In this tutorial, we'll link synthesized people datasets generated by the [Freely Extensible Biomedical Record Linkage (FEBRL)](https://sourceforge.net/projects/febrl/) project. The FEBRL-generated datasets represent cleaned datasets, so in this notebook, we will step through:
* data augmentation,
* blocking,
* comparing, and
* classification using the SimSum methodology.

## Google Colab Setup

In [None]:
# Check if we're running locally, or in Google Colab.
try:
    import google.colab
    COLAB = True
except ModuleNotFoundError:
    COLAB = False
    
# If we're running in Colab, download the tutorial functions file 
# to the Colab session local directory, and install required libraries.
if COLAB:
    import requests
    
    tutorial_functions_url = "https://raw.githubusercontent.com/rachhouse/intro-to-data-linking/main/tutorial_notebooks/linking_tutorial_functions.py"
    r = requests.get(tutorial_functions_url)
    
    with open("linking_tutorial_functions.py", "w") as fh:
        fh.write(r.text)
    
    !pip install -q recordlinkage jellyfish altair

## Imports

In [None]:
import itertools
import re

from typing import Dict, Tuple, Optional

import altair as alt
import jellyfish
import numpy as np
import pandas as pd
import recordlinkage as rl

# We have a couple helper functions from this file that we'll use for evaluation.
import linking_tutorial_functions as tutorial

## Define Filepaths

First, let's set up access to a few data resources that we'll need for the tutorial.

In [None]:
TRAINING_DATASET_A, TRAINING_DATASET_B, TRAINING_LABELS = tutorial.get_training_data_paths(COLAB)

## Load (Cleaned) Training Datasets

We'll load our training datasets into pandas DataFrames.
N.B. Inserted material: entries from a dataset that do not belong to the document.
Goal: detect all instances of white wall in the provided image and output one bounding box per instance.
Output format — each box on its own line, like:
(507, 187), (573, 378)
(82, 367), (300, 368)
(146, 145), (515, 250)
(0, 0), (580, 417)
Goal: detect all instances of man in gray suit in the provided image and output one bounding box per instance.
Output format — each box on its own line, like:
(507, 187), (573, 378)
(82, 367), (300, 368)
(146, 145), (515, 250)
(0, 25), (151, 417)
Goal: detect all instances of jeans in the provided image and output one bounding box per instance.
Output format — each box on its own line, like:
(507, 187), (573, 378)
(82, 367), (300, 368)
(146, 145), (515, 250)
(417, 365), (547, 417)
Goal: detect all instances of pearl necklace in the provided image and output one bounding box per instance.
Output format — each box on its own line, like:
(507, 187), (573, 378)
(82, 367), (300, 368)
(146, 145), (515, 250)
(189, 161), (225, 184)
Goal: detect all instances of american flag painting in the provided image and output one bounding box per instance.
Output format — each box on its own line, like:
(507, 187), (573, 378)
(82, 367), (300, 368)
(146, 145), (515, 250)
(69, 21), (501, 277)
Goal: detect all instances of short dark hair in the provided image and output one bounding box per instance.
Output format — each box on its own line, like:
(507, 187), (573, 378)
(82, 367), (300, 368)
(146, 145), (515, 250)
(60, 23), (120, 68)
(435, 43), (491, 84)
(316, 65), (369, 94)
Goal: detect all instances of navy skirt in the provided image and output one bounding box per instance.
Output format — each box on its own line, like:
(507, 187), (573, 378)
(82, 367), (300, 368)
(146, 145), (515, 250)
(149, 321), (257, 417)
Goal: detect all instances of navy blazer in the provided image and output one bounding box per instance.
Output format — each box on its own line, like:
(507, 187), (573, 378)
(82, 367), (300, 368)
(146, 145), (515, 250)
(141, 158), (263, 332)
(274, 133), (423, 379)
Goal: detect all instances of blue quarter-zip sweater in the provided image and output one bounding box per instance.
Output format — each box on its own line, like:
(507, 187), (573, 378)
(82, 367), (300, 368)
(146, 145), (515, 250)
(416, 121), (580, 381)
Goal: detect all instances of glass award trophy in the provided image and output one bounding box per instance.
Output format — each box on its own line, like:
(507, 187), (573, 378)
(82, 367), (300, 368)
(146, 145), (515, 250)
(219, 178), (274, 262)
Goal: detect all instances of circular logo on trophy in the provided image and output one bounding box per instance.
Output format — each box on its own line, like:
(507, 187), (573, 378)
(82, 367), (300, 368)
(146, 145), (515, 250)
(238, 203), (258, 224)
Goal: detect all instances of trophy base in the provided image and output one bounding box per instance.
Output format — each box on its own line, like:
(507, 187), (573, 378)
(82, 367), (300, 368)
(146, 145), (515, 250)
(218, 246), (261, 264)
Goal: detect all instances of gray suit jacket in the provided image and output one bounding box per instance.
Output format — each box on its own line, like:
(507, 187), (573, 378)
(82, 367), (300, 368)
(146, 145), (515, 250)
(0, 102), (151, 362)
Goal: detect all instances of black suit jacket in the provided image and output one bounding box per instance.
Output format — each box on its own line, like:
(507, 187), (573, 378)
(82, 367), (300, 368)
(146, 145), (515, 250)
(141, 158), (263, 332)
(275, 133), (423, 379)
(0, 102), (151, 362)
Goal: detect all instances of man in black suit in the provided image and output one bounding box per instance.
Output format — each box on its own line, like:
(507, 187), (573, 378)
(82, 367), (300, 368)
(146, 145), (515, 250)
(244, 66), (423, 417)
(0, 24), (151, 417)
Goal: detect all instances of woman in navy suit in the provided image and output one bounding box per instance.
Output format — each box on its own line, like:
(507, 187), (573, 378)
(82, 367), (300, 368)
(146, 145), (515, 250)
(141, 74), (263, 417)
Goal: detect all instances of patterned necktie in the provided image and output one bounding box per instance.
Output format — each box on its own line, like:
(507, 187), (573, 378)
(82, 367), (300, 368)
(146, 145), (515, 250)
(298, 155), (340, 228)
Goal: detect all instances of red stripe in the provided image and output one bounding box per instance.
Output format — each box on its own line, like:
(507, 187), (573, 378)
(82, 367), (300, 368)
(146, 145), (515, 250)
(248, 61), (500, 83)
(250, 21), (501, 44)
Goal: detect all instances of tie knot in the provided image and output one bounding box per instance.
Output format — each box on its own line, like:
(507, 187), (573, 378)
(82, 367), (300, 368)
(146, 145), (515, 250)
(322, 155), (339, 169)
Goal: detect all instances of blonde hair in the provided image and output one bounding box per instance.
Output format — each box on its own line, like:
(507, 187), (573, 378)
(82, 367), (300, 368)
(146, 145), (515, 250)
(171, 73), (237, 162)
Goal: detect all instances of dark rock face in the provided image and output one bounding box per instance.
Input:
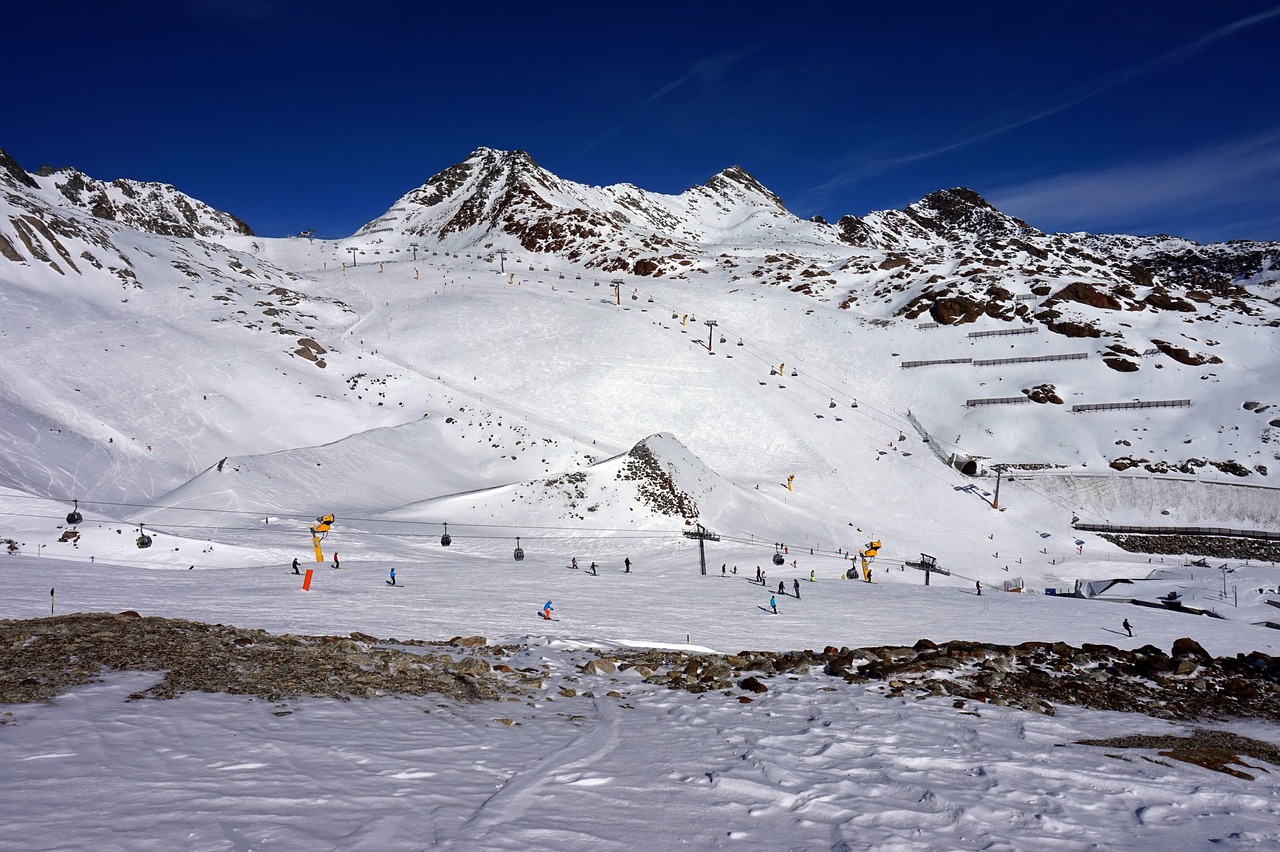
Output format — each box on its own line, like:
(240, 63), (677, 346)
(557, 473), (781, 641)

We want to be able to take advantage of pandas indexing as we link our data (plus, the `recordlinkage` package that we'll be using later needs input DataFrames to be indexed by record id), so we'll set an index on each training DataFrame.

As mentioned above, we can consider the cleaning step of linking to be already done - the data generated by FEBRL is in a consistent format, and equivalent attributes have been encoded in the same manner for the two synthesized people datasets.

In [None]:
df_A = pd.read_csv(TRAINING_DATASET_A)
df_A = df_A.set_index("person_id_A")
df_A.head()

In [None]:
df_B = pd.read_csv(TRAINING_DATASET_B)
df_B = df_B.set_index("person_id_B")
df_B.head()

## Load Training Ground Truth Labels

One of the advantages of synthesized data, especially for tutorials and learning, is that we have ground truth labels for data. (This is rarely the case when you encounter linking problems in the wild). We'll load our known true links into a pandas DataFrame below.

In [None]:
df_ground_truth = pd.read_csv(TRAINING_LABELS)
df_ground_truth = df_ground_truth.set_index(["person_id_A", "person_id_B"])
df_ground_truth["ground_truth"] = df_ground_truth["ground_truth"].apply(lambda x: True if x == 1 else False)
df_ground_truth.head()

## Data Augmentation

Let's take a look at our data, and consider what we have currently available for blocking and comparing.

In [None]:
df_A.head(n=2)

It would probably make sense to block on people's first and last name, but, as we've noted, the realities of data entry typos, nicknames, aliases, OCR mishaps, and speech-to-text blips mean that using an exact blocker isn't going to work well. These fields are prime candidates for phonetic encoding!

We'll use the python [jellyfish library](https://pypi.org/project/jellyfish/) to encode our `first_name` and `surname` fields via two phonetic encoding algorithms, [**Soundex**](https://en.wikipedia.org/wiki/Soundex) and [**NYSIIS**](https://en.wikipedia.org/wiki/New_York_State_Identification_and_Intelligence_System).

We could also use a truncated exact blocking approach with the `soc_sec_id` field. For this, we'll create a new attribute containing the last three digits of the SSid.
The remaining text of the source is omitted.